Multiple U.S. studies have shown lower rates of total joint arthroplasty (TJA) among people of color in the U.S. compared with white individuals. This is true despite national initiatives aimed at combatting this inequity.

Patient-related factors such as lower health literacy may contribute to the differences, but unconscious biases held by providers can't be ignored. People of color have disproportionately higher complication rates and mortality after TJA than white patients do, and in today's cost-conscious, value-driven environment for arthroplasty, the prospect of those poorer outcomes may make surgeons less likely to offer TJA to patients of color.

Massachusetts General Hospital researchers speculated that as a result of the delay, people of color are likely to have a higher incidence of preoperative disability, compared with white individuals, if they do eventually have surgery. Evidence in support of that hypothesis is presented in The Journal of Arthroplasty by Christopher M. Melnic, MD, an orthopedic surgeon in the Hip and Knee Replacement Service, Hany S. Bedair, MD, chief of the service, and colleagues.


The team identified 3,289 patients who underwent primary TJA between January 2018 and March 2021 (hip, n=1,508; knee, n=1,781). People of color represented 7.1% of the cohort (3.53% Black, 2.04% Latino/a/x, 1.37% Asian, 0.09% American Indian and 0.06% Pacific Islander).

Patients were included only if they completed patient-reported outcome measures (PROMs) within six months before surgery.

Preoperative Disability

People of color demonstrated a significantly lower preoperative score on every PROM evaluated.

In multivariable analyses:

  • Patient-Reported Outcomes Measurement Information System (PROMIS) Mental Health—White race and higher income were associated with significantly better scores
  • PROMIS Physical Function 10a (PF-10a)—Race/ethnicity was not a significant predictor
  • Hip disability and Osteoarthritis Outcome Score (HOOS)—Race/ethnicity was not a significant predictor, but higher-income was significantly associated with better scores
  • Knee injury and Osteoarthritis Outcome Score (KOOS)—White race and higher income were associated with significantly higher scores

Male gender and older age also predicted better preoperative PROM scores, whereas higher American Society of Anesthesiologists score, body mass index, and Charlson Comorbidity Index correlated with worse PROM scores. Current smoking predicted worse scores and had the largest effect across all PROMs.
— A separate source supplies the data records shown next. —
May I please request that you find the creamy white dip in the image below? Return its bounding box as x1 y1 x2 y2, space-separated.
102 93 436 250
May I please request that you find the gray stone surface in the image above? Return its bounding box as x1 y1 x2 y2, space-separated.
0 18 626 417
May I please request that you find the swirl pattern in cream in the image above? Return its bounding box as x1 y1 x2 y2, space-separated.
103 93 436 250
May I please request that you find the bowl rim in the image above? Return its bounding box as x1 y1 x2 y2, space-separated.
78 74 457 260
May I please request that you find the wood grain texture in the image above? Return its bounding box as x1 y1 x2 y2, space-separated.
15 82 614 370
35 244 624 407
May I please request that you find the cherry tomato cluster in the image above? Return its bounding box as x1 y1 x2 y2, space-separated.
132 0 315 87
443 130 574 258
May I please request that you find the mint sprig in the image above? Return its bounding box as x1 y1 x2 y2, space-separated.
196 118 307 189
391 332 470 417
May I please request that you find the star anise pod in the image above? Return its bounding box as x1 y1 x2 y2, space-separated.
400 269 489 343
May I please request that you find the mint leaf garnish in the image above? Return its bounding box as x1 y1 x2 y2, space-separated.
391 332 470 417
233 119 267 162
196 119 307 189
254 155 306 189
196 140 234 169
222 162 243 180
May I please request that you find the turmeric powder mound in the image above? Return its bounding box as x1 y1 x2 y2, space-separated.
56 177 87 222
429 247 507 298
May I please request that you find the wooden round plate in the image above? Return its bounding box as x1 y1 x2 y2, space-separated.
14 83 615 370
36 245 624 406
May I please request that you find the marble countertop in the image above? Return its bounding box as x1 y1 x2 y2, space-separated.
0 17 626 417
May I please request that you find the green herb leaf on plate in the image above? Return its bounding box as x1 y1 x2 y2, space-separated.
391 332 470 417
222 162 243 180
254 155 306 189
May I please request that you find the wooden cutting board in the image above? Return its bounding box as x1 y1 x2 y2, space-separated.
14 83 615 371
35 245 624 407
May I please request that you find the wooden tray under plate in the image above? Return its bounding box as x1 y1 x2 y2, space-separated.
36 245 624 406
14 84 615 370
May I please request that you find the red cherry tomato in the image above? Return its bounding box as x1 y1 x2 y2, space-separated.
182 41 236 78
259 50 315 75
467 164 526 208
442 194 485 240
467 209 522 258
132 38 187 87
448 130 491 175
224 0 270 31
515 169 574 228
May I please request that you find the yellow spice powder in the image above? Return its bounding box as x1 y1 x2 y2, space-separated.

Achievement of Minimal Clinically Important Difference

1,371 patients (42%) also completed PROMs postoperatively. This allowed calculation of the minimal clinically important difference (MCID) on three PROMs seven to 18 months after TJA:

  • PROMIS PF-10a—White race but not higher income was associated with a significantly greater likelihood of achieving the MCID
  • HOOS and KOOS—Neither race/ethnicity nor income predicted the likelihood of achieving the MCID


These findings show people of color and people with lower incomes had a greater disability and greater loss of function by the time they were scheduled for primary TJA. Greater awareness by individual surgeons of the potential for these discrepancies is vital to rectifying inequalities in musculoskeletal care.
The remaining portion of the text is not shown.